Caregiving is one of those things you never truly understand until you’re in the thick of it. Before I became a caregiver, I had a very Hallmark movie version of what it would look like—sweet moments of bonding, gentle hand-holding, meaningful conversations about life. Spoiler alert: that’s not quite how it goes. I remember sitting with my niece who is a therapist and she asked me, are you SURE this is what you want to do? All in, I responded – absolutely!

Settle in because this is not a light post.

No one told me caregiving would mean spending hours on hold with insurance companies, becoming an unpaid nurse, therapist, housekeeper, and personal assistant, or that some days I’d be so tired that microwaving dinner would feel like an Olympic sport.

So, in the spirit of full transparency, here’s what I wish someone had told me before I stepped onto this rollercoaster.

1. The Paperwork Will Try to Break You

I don’t know who designed the healthcare and insurance system, but I can only assume it was someone with a personal vendetta against caregivers. The sheer amount of forms, approvals, denials, referrals, appeals, and phone calls will make you question reality.

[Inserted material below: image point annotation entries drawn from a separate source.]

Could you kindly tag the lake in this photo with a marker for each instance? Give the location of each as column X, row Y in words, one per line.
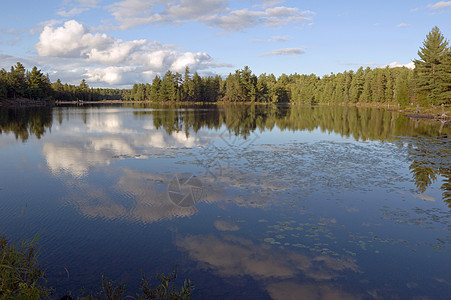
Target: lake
column 248, row 201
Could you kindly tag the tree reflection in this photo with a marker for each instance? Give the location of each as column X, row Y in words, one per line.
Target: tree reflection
column 24, row 122
column 431, row 158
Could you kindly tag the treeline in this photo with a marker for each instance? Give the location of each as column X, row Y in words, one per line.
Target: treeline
column 428, row 84
column 365, row 85
column 20, row 83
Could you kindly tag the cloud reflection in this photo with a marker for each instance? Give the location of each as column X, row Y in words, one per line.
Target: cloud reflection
column 275, row 268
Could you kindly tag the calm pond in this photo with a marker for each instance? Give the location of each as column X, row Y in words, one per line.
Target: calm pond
column 247, row 201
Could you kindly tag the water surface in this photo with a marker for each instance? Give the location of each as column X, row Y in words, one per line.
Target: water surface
column 247, row 201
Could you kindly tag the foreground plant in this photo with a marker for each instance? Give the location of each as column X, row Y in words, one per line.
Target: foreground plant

Pro tip: Keep a dedicated “caregiver binder” with all medical records, medication lists, and contacts. You’ll need it every other day.

2. Your Social Life Will Become a Myth

Remember going out with friends? Remember hobbies? Yeah, me neither. In the beginning the invites roll in, but when you either have to take your loved one or turn down the offer, they stop.

Caregiving has a way of consuming your time and energy until you realize the last “conversation” you had was with the grocery store self-checkout machine. [“Yes, I did bag my items. Now mind your business.”]

Your world shrinks, and people who don’t understand caregiving tend to disappear. But the ones who stick around? They’re the real ones. Hold onto them. Tightly.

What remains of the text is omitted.